There is an interesting struggle going on out there among the zeros and the ones. It’s a race, not unlike the one we read about in “Aesop’s Fables” as children, the one between the tortoise and the hare. You’ll remember the hare, overconfident and careless, dashes out and then slumbers, eventually losing to the ever-steady, vigilant, progress-based tortoise. The hare would come to lament, “Don’t brag about your lightning pace, for slow and steady won the race.”
Since late 2015, there’s been a lot of flash about chatbots — automated text-based virtual assistants. Murray Newlands of chattypeople.com insists through “instantaneous, personalized customer response” chatbots have “revolutionized the customer service space.” The great hope, of course, has been that they would replace human agents in call centers.
But all the hype never materialized. Front-end chatbots suffer two critical flaws when doing the customer support (CS) work of humans: they lack empathy and they can’t problem-solve. They are losing in the race for leading automated support because to date they haven’t yet “learned” how to augment the support experience.
Most chatbots are in no way what we consider intelligent because they’re based on decision-tree logic.

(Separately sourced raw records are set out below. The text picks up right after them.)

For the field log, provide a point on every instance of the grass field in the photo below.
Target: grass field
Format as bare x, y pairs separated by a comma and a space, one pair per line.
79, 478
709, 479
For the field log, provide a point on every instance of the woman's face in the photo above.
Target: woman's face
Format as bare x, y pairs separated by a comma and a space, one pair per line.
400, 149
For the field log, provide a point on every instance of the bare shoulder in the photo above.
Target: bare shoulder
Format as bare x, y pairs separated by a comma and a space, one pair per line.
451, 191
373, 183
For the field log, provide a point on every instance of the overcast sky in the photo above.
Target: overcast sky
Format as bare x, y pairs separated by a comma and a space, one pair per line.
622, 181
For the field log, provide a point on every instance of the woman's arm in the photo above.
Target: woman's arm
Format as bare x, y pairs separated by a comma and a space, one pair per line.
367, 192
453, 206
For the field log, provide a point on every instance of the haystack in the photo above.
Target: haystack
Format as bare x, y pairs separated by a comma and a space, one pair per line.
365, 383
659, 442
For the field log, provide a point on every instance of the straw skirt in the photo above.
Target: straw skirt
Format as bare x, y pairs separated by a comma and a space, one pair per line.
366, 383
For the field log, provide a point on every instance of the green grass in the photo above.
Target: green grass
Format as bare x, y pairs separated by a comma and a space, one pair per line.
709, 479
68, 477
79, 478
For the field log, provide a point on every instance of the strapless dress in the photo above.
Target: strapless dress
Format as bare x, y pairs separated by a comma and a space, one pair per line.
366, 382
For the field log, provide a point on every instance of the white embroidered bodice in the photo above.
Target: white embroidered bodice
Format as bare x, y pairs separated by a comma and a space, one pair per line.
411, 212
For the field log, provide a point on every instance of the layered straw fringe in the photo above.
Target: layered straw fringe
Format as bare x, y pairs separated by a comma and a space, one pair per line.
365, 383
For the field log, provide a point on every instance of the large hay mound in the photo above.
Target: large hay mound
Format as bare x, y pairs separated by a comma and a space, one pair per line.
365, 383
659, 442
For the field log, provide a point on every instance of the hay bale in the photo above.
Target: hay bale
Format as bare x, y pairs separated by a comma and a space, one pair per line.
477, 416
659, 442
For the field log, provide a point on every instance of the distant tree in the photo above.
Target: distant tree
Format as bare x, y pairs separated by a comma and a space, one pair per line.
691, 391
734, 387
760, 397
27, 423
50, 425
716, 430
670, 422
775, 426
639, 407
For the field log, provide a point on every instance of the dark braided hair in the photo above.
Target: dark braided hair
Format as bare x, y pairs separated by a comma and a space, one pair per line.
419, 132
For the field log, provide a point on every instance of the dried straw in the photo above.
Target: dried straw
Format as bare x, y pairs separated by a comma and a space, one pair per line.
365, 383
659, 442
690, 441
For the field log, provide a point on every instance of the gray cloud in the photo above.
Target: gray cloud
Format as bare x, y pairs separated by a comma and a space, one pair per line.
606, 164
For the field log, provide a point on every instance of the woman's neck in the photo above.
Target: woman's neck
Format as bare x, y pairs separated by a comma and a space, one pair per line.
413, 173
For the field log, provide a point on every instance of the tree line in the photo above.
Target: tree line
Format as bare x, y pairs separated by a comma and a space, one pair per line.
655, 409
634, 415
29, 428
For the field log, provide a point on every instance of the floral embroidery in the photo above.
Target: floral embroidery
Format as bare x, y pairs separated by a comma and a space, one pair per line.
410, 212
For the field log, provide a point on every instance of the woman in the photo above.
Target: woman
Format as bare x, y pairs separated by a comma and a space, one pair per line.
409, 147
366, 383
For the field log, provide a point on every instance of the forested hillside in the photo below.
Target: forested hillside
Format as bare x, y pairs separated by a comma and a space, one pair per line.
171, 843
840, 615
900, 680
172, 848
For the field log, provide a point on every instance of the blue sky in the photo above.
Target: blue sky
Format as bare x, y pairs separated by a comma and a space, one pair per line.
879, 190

In this, any response given by the chatbot is dependent on keywords in the end user’s input, which is limited by how well the programmer predicted the range of user scenarios. And, like anything developed by humans, there can be inherent flaws in logic. Thus, the example shown here.
Spoiler alert: the next gen of chatbot is coming.
The Failure of Chatbots (Thus Far)
Let’s begin by pointing to one of the biggest chatbots that didn’t cut the mustard. Facebook Messenger’s M was shut down on January 19, 2018, because it failed to reach beyond minimal automation. M required a considerable human workforce to maintain and manage it — which doesn’t line up with most people’s perception of what a bot should be capable of. Besides, a fully automated M would never have understood the subtleties of natural language, and the static content that was used to develop the bot could only take it so far. But, it was not a total loss for Facebook. M revealed an important lesson: Artificial intelligence (AI) and Machine Learning (ML) with natural language and conversation is the right development direction and the key to customer service and support for the future.
After all, the most compelling thing about AI is that the machine “learns” as it gathers more and more data until it eventually solves problems on its own. Without improved natural language abilities and the capability to problem solve, front-end, rules-based chatbots will never win the prize for fully automated CS. But, much like the patient, stalwart tortoise, chatbots have been on an ascending developmental trajectory and the full potential is only beginning to come to fruition.
The Evolution That Awaits
By 2020, 85% of all customer interactions will be automated thanks to AI. One major benefit is that AI can reduce end user abandonment rates (which are rising) by predicting and preventing support issues. However, AI can’t do it alone. The best CS solution is a blended one where AI handles lower-level support requests and human agents focus on more complex and sophisticated tasks.
The primary reason chatbots never took off is because early adopters were expecting too much from the young technology. Chatbots weren’t designed to easily integrate with existing business systems and were often stymied by their very own programming parameters. Some reasons why first-to-market solutions didn’t work out, follow.
The vast majority of chatbots aren’t actually intelligent. As we mentioned above, they are built based on a decision-tree logic, where the response given by the bot depends on specific keywords identified in the user’s input. Decision-tree bots are as intelligent as the designer/programmer who created it to anticipate all potential use cases and inputs. And, bots with linguistic and natural language learning capabilities haven’t yet been introduced.
Use cases aren’t that strong. What we are seeing now is a rush of companies trying to be the first in their category to successfully deploy a bot. In that process, we see a plethora of bots that are solving for irrelevant use cases or that offer really poor experiences. Taking the time to get it right will actually win the proverbial race.
Transparency has been lacking. The most successful bots out there make one thing clear from the very beginning of the experience: that the user is chatting with a robot, not with another human. Setting up the right expectations upfront will make users more forgiving about certain mistakes the bot might make.
They don’t understand context. Bots are unable to sustain contextual information for longer than a few chat bubbles and will end up losing track of what the user was saying before they posed the question. And, when the bot fails, there is no seamless handoff to an agent (outlining the context of the exchange) to support any attempt to save the situation. The ball gets dropped.
But, the immediate future is looking brighter! Bots that pull from content repositories and augment actual agent interactions promise realistic return on investments and actionable solutions:
Refines what human agents are doing: Automation through AI can relieve staff of mundane CS tasks, doing so 24 hours a day, and with a consistent voice.
Fulfills millennials’ demand for self-service: Fast becoming the largest consuming block, millennials tend toward more self-service options. AI can provide that more efficiently.
Provides crucial personalization: We know personalization in customer engagement is now in high demand — essentially presenting as the key to customer satisfaction. AI can provide this solution.
Offers scalability: More automated CS solutions also enables scalability at an unprecedented rate. This, in turn, translates into improved ROI.